The summary to the ECC submitted by the petroleum ministry said the oil marketing licence should be given to only those companies that have previous experience in oil marketing at the national or international level.
Technical collaboration/franchise with the national or international oil marketing companies shall be considered as an additional advantage.
The sources said the policy practically blocked new local and international companies from starting the business to ensure a monopoly to the existing marketing companies. The OCAC is represented by six existing OMCs and four refineries.
“An effort has been made to guarantee monopoly of the existing multinationals to ensure them protection which they have been enjoying in a regulated regime,” a senior petroleum ministry official said. He said a local company was recently denied a licence because it had proposed to run 16 outlets itself and pass on four per cent dealer’s commission to the consumers, although it fulfilled criteria under the petroleum policy.
Officials at the finance ministry said criteria prepared by the OCAC had been given full consent because the government had little role to play in the oil business after deregulation of the sector three years ago.
Under the marketing plan, the new company would have to submit supply arrangement details and would be required to first uplift products from the local refineries and import the deficit product with the consent of the OCAC.
The company would be required to submit retail outlet plan for the first three years, which should commensurate with the marketing plan and also submit its transportation plan. The new applicant would also specify cities, locations and number of outlets to be established along with the application.
The new applicant would be required to provide coverage to rural, urban and far-flung areas and comply with the safety and environmental standards. The company would also be required to establish its own depots and ensure adequate stocks.
The licence would be provisional for initial three years and would have to be executed strictly in accordance with the marketing plan. The director general of oil would have the powers not to renew the licence in case of failure by the company to meet any of the clause and fix penalty in such case.

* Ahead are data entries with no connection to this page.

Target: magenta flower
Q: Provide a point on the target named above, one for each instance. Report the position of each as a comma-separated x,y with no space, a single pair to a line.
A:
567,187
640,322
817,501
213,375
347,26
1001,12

The storage at locations and capacity corresponding to their business strategy, estimated volume and associated economics would also need to be submitted by the new applicant.

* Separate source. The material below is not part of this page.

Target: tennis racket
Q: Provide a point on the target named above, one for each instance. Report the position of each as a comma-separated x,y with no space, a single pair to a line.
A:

Under the investment plan, the company would have to give details of infrastructure development of depots, installation of machinery and outlets. If the new company is not affiliated with any existing refinery, a minimum of 20 days and in case of affiliation 10 days storage of their proposed sale shall be provided as infrastructure prior to beginning to sales in the country.
The company would be required for an equity investment of Rs500 while total debt/ equity ratio would not be less than 60:40 per cent. The licence would be non-transferable.

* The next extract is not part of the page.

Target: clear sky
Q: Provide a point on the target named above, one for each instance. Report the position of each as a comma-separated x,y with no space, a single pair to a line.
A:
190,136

The new group should be of repute having adequate financing resources to manage the new company in the initial period. It should also have the capability to raise funding from commercial banks and financial institutions.
A letter of support (LoS) from the banks or financial institutions must be provided with the application. The applicant would also file an affidavit that none among the executives of the company ever had any criminal case, loan default or tax evasion case.